Considerado um dos cientistas mais influentes do mundo na área de inteligência artificial (IA), o professor Anderson Rocha, do Instituto de Computação (IC), abriu com um alerta o seminário Perspectivas da IA Generativa (IAG) para a Unicamp, organizado pela Diretoria Executiva de Tecnologia da Informação e Comunicação (Detic) e realizado nesta quinta-feira (28).
“A IA não é simplesmente uma ferramenta. Ela é diferente, por exemplo, de um canivete suíço. A IA é inerentemente política”, advertiu o professor diante uma plateia de especialistas, estudantes e servidores que lotou o Centro de Convenções da Universidade e discutiu, ao longo do dia, as implicações da tecnologia no ensino, na pesquisa e na gestão da Unicamp.
“E é política porque afeta a nossa vida diretamente. Ela modifica nossas escolhas, limita nossas escolhas e, às vezes, nem nos deixa fazer escolhas”, afirmou o professor, coordenador do Laboratório de Inteligência Artificial Recod.ai, do IC, que reúne 330 especialistas do mundo todo e é o maior laboratório desse tipo em uma universidade da América Latina. “E quando você tem essas dinâmicas, que afetam o poder, as escolhas, a democracia, é sinal de que temos uma importante discussão a fazer.”
Subárea da inteligência artificial, a IAG volta-se para a criação de novos conteúdos, como textos e imagens, por meio de modelos de aprendizado de máquina que utilizam padrões extraídos de dados já existentes.
O seminário contou ainda com a presença da multiartista Zaika dos Santos, fundadora da empresa de inovação Afrofuturismo Arte e Stem, que combina tecnologias emergentes com ciências de dados, saberes das áreas de humanas e exatas e o fazer de peças de arte e design por meio da IAG.
Cantora, compositora, arte-educadora, artista visual e pesquisadora negra, Santos disse tentar unir as novas tecnologias a elementos ancestrais e, a partir disso, promover transformações sociais e a inclusão das populações negras.
A cantora afirmou transitar por diferentes áreas. “Eu não vou escolher entre humanas, exatas, biológicas. Atuo no entrecampo”, afirmou. “Sem tener para a tecnofobia ou para a tecnoutopia, ser entre”, acrescentou, citando o livro de Lúcia Santaella A inteligência artificial é inteligente?.
O seminário debateu ainda temas como o uso de IA generativa na sala de aula, as experiências de ensino de computação com IA, as oportunidades e os desafios da IA em publicações científicas, os impactos da IA na gestão e administração pública e o uso da IA para a assistência à saúde.
Primeiro passo
O diretor da Detic, Ricardo Dahab, disse que o seminário sobre a IAG representa apenas o primeiro de uma série de debates sobre o assunto. “Este é o primeiro passo na nossa jornada de conhecimento sobre esse admirável mundo novo.

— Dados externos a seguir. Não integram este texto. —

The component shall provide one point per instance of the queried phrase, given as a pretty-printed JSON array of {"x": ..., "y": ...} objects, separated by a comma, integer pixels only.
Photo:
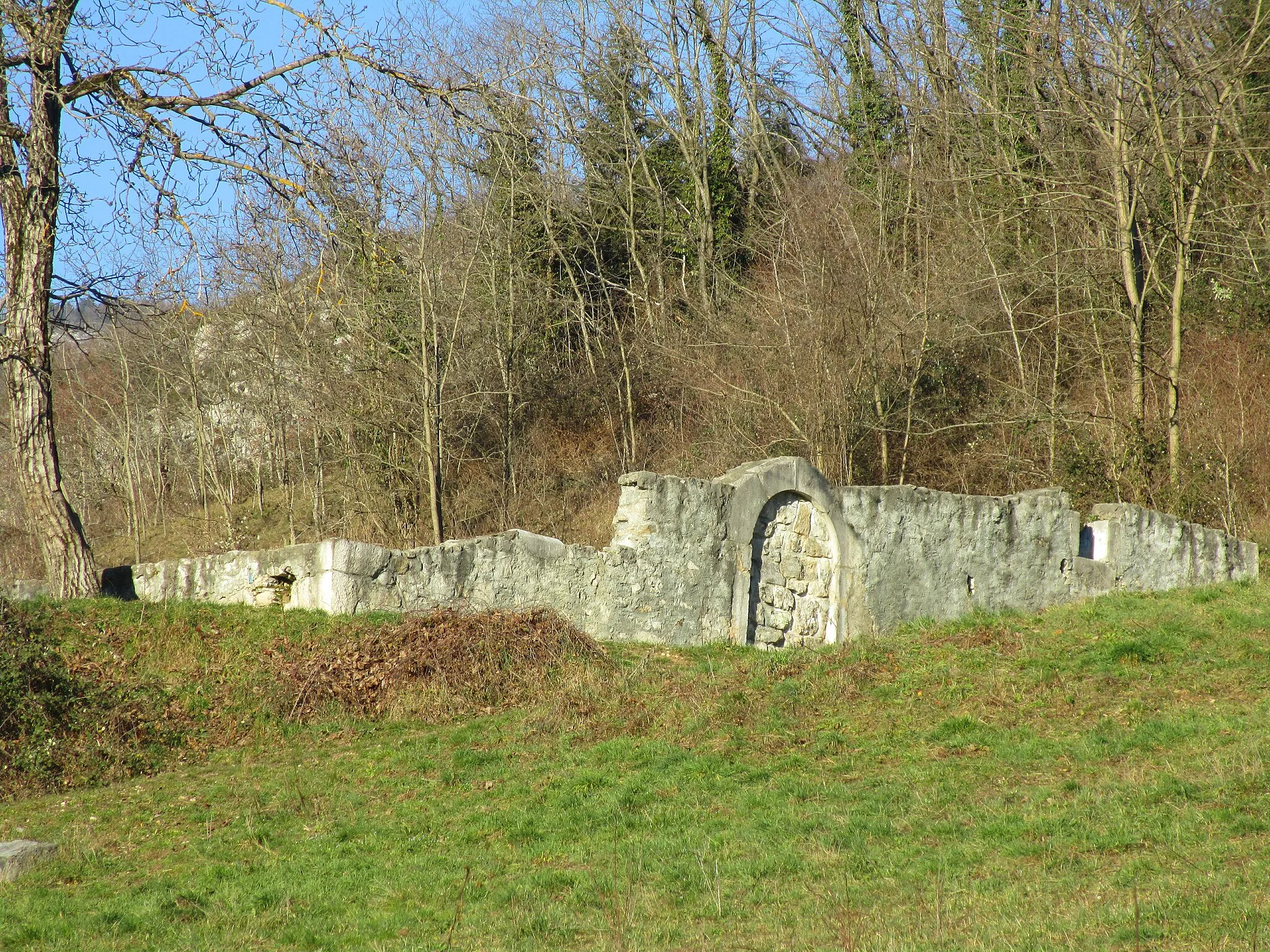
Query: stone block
[
  {"x": 815, "y": 549},
  {"x": 775, "y": 617},
  {"x": 771, "y": 573},
  {"x": 803, "y": 519},
  {"x": 778, "y": 597},
  {"x": 19, "y": 855}
]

E esperamos que não seja [um admirável mundo novo] no sentido da obra de Aldous Huxley”, afirmou.
A pro-reitora de Pós-Graduação, Rachel Meneguello, lembrou que a IA tem potencial para transformar a sociedade, melhorar muitos aspectos da vida das pessoas e impulsionar o desenvolvimento econômico. Meneguello, no entanto, disse estar preocupada. “O lado que nos preocupa é o aspecto da criação. Da criatividade. O [aspecto] do pensamento original.”
O pró-reitor de Graduação, Ivan Toro, lembrou que a IAG pode alterar de maneira significativa a forma como os cursos são ministrados nas instituições de ensino e a experiência de aprendizado dos estudantes. E fez um alerta. “Os professores devem usar essa ferramenta de forma transparente, responsável e ética, garantindo a proteção de dados e a equidade no acesso.”
A pró-reitora de Pesquisa, Ana Fratini, falou sobre a importância do debate em torno da IA. “Este é um momento crucial. Devemos discutir sobre tudo o que há de bom nessa nova tecnologia, mas também sobre tudo o que pode haver de ruim”, afirmou. “Porque tudo o que se cria para o bem pode ser usado para o mal.”
O reitor da Unicamp, Antonio José de Almeida Meirelles – que participou da cerimônia de abertura do seminário –, disse ser um otimista. Para Meirelles, dilemas sobre o uso adequado ou inadequado de novas tecnologias fazem parte da trajetória humana.
“A história da humanidade mostra que, de alguma maneira, conseguimos fazer com que os benefícios predominem sobre os potenciais prejuízos”, argumentou. “A melhor forma de a gente lidar com isso é enfrentar o problema de forma positiva e conseguir inserir a ética e os valores civilizatórios no uso dessas tecnologias.”